3D human digitization has long been a highly pursued yet challenging task. Existing methods aim to generate high-quality 3D digital humans from single or multiple views, but remain primarily constrained by current paradigms and the scarcity of 3D human assets. Specifically, recent approaches fall into several paradigms: optimization-based and feed-forward (both single-view regression and multi-view generation with reconstruction). However, they are limited by slow speed, low quality, cascade reasoning, and ambiguity in mapping low-dimensional planes to high-dimensional space due to occlusion and invisibility, respectively. Furthermore, existing 3D human assets remain small-scale, insufficient for large-scale training. To address these challenges, we propose a latent space generation paradigm for 3D human digitization, which involves compressing multi-view images into Gaussians via a UV-structured VAE, along with DiT-based conditional generation, we transform the ill-posed low-to-high-dimensional mapping problem into a learnable distribution shift, which also supports end-to-end inference.
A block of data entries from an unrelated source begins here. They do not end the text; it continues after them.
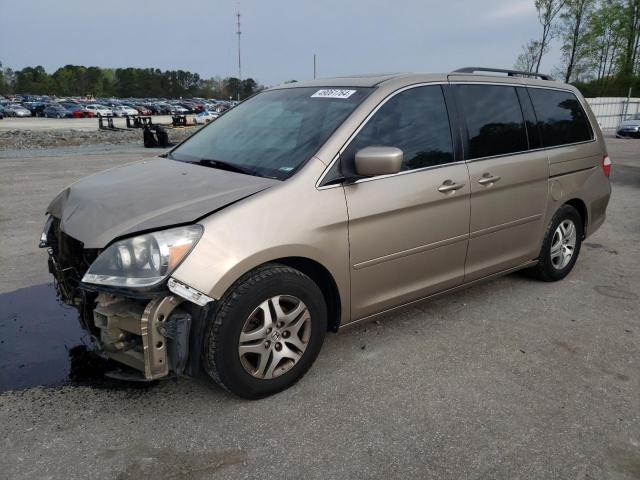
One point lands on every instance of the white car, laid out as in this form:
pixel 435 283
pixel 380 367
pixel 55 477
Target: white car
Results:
pixel 205 116
pixel 100 110
pixel 124 110
pixel 630 128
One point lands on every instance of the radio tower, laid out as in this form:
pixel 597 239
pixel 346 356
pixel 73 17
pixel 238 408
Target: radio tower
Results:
pixel 238 32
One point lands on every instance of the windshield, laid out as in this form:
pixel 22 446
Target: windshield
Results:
pixel 275 132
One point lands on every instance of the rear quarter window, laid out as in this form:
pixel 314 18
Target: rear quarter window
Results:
pixel 494 120
pixel 561 118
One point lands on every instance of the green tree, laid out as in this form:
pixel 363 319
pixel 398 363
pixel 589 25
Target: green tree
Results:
pixel 573 31
pixel 527 59
pixel 630 33
pixel 548 10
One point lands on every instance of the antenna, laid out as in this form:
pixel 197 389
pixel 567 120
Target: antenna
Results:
pixel 238 32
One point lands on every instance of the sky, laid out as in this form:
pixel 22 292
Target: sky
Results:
pixel 279 37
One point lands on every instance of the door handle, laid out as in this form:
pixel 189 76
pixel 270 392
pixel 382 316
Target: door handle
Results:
pixel 488 179
pixel 449 186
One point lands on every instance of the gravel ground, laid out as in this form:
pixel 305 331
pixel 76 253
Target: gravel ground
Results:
pixel 513 379
pixel 22 139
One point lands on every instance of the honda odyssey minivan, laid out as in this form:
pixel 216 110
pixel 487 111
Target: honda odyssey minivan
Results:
pixel 315 205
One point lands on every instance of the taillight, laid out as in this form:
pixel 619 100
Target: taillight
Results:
pixel 606 166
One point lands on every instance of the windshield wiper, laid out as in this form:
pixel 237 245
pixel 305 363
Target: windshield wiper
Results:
pixel 231 167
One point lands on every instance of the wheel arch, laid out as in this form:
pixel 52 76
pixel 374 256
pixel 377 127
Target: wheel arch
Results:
pixel 581 207
pixel 325 281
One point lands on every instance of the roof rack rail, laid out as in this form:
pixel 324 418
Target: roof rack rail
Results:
pixel 510 73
In addition, we employ the multi-view optimization approach combined with synthetic data to construct the HGS-1M dataset, which contains million 3D Gaussian assets to support the large-scale training. Experimental results demonstrate that our paradigm, powered by large-scale training, produces high-quality 3D human Gaussians with intricate textures, facial details, and loose clothing deformation.

Paper Structure

This paper contains 19 sections, 5 equations, 10 figures, 3 tables.

Figures (10)

  • Figure 1: (a). In this work, we construct a large-scale, unified 3D Human Gaussian Dataset, called HGS-1M, to support (b) the large-scale generation model for 3D human Gaussian generation. (c) This paradigm, with large-scale data, produces high-quality 3D human Gaussians that exhibit complex textures, facial details, and realistic deformation of loose clothing.
  • Figure 2: HGM-1M Dataset. The constructed HGS-1M dataset, it contains $1$ million 3D Gaussian human assets of different ages, races, appearances, and poses. It supports free-view rendering.
  • Figure 3: Method. The pipeline of our method. (a). The UV-structured VAE, which uses human priors to define learnable tokens in UV space and takes them to query multi-view contexts to model the Gaussian latent, then, the latent is decoded into human Gaussians in canonical space and could be driven by differentiable LBS to obtain the final posed human Gaussian. (b). The MM-DiT architecture, it treats the conditional sequence and noise as a whole sequence to complete controllable 3D human Gaussian generation.
  • Figure 4: Qualitative comparison with baselines, including inputs of different ages, races, viewpoints, and complex textures, loose cloth. Our results demonstrate more details of faces and clothes. Note: We keep the original best inference setting of the comparison method. SIFU uses one view, LGM uses four views, and GHG uses three views.
  • Figure 5: The loose clothing, e.g., skirts, demonstrate nature deformation under novel poses.